As part of Foundation's North investment approach, the organization ensures that all of its external managers consider ESG issues when investing the Foundation's assets. Furthermore, the North Foundation seeks to invest in climate change solutions, advance the efficient use of natural resources, renewable energy, clean technology and delivering societal solutions in areas such as health, education and economic wellbeing. Finally, to further its mission, the organization allocates 2% of its portfolio to impact investing.

Statement of Investment Policies and Objectives

Impact Investing Policy

Spotlight on Investors: Alecta

Established in 1917, Alecta is the largest occupational pension provider in Sweden with over 2.4 million members.

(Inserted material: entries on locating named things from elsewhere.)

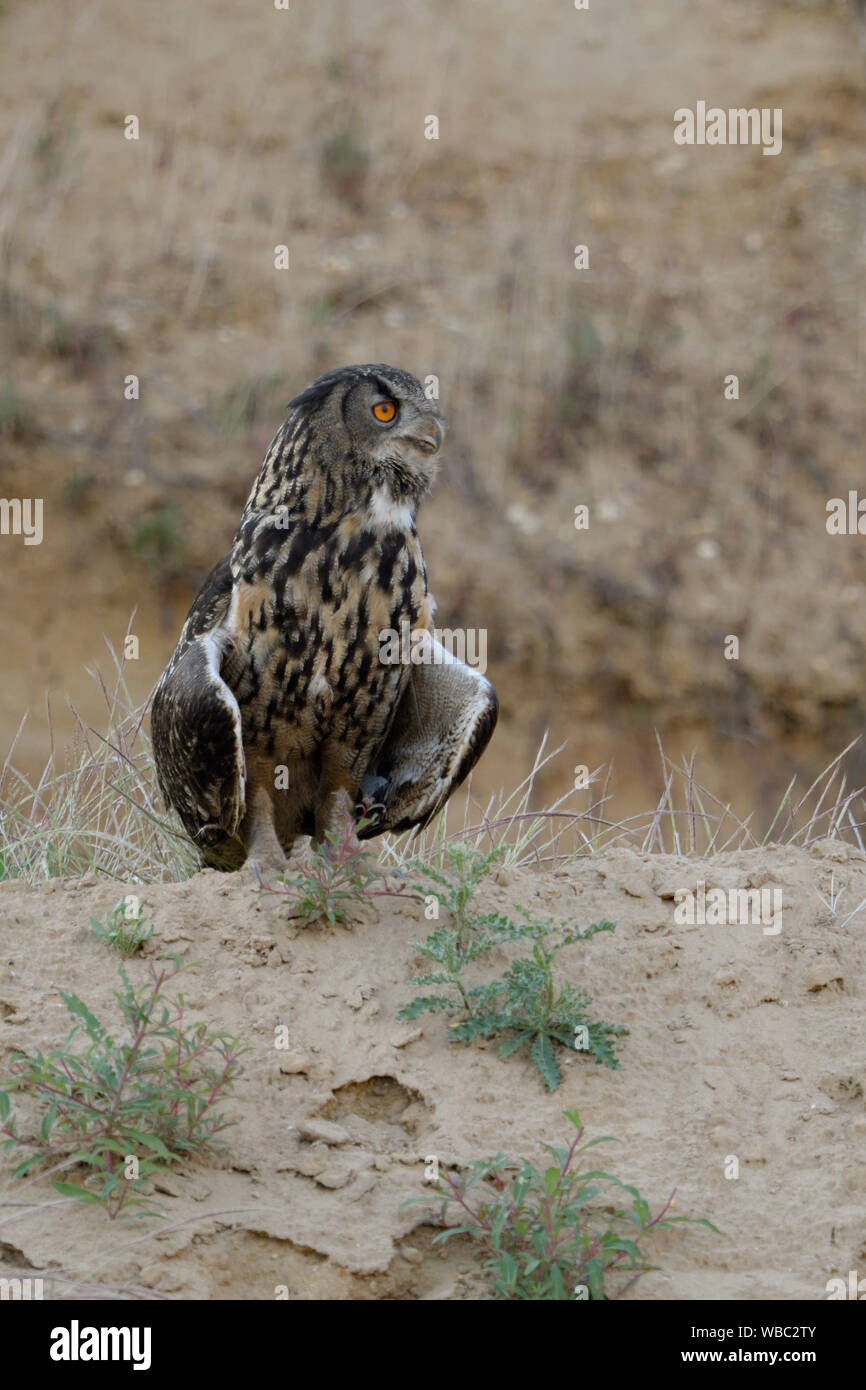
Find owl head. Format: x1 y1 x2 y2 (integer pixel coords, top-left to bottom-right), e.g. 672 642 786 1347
289 364 445 498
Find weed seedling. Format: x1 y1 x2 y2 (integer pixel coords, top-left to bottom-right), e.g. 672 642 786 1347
403 1109 719 1302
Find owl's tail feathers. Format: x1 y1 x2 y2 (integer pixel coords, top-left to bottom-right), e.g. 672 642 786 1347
150 628 246 855
359 641 499 840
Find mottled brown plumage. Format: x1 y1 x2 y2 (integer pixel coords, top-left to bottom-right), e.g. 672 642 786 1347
152 366 496 874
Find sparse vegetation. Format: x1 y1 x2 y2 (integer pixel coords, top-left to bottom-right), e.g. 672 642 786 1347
0 649 199 884
270 819 403 927
398 845 627 1091
0 959 242 1220
411 1109 717 1302
129 506 183 585
90 897 153 956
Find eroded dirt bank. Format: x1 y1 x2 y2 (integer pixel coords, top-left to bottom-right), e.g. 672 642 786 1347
0 841 866 1300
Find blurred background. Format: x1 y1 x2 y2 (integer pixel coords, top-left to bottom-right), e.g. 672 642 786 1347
0 0 866 819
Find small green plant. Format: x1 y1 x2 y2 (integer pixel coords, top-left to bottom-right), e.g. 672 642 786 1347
267 817 402 927
63 468 96 512
0 381 39 443
90 898 153 956
403 1109 719 1302
0 958 242 1220
129 507 183 584
398 845 627 1091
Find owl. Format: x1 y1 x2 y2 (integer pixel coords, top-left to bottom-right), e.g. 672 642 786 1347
152 366 498 881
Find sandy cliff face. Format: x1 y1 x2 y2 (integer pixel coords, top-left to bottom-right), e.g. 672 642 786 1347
0 841 866 1300
0 0 866 816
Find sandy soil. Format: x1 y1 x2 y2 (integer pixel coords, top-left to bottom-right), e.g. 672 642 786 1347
0 841 866 1300
0 0 866 823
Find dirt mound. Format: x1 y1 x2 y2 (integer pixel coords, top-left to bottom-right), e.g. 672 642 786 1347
0 841 866 1300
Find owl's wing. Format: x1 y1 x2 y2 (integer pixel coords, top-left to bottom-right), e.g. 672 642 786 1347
359 638 499 840
150 557 246 849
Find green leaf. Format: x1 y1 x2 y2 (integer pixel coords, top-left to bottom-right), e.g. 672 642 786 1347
530 1033 562 1091
51 1177 101 1207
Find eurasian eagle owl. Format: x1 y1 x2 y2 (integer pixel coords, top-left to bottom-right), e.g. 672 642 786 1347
152 366 498 877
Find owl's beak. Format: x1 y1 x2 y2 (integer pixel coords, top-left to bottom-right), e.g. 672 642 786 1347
403 416 445 453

As of December 31 2019, Alecta had SEK 954 billion ($103 billion) of assets under management.

As a long-term responsible investor,  Alecta considers sustainability along with financial data – including negative screening criteria on companies active in controversial weapons. Furthermore, as part of its involvement with the Net-Zero Asset Owner Alliance, Alecta seeks to fully decarbonize its portfolios. To do so, the pension provider engages with portfolio companies on Climate risk individually and collaboratively through Climate Action 100+, and is heavily invested in green bonds (SEK 40 billion).

Annual and Sustainability Report 2019

Climate Report (only available in Swedish)

Spotlight on Investors: Oslo Pensjonsforsikring

Oslo Pensjonsforsikring was established in 2000 by the city of Oslo as a life insurance company to manage the defined benefit pension fund for employees of the Oslo city council. As at March 30 2020, Oslo Pensjonsforsikring had NK 100 billion (US$ 11 billions) of assets under management.

The organization applies the exclusion list of GPFG, the Norwegian Oil fund, based on tobacco, controversial weapons, and climate criteria. Furthermore, as part of its Climate Change strategy, Oslo Pensjonsforsikring systematically conducts scenario analysis and measures the carbon intensity of existing and new equity investments to ensure that climate risks are accurately captured. As such, the life insurance company has set carbon intensity reduction targets of 40% by 2030.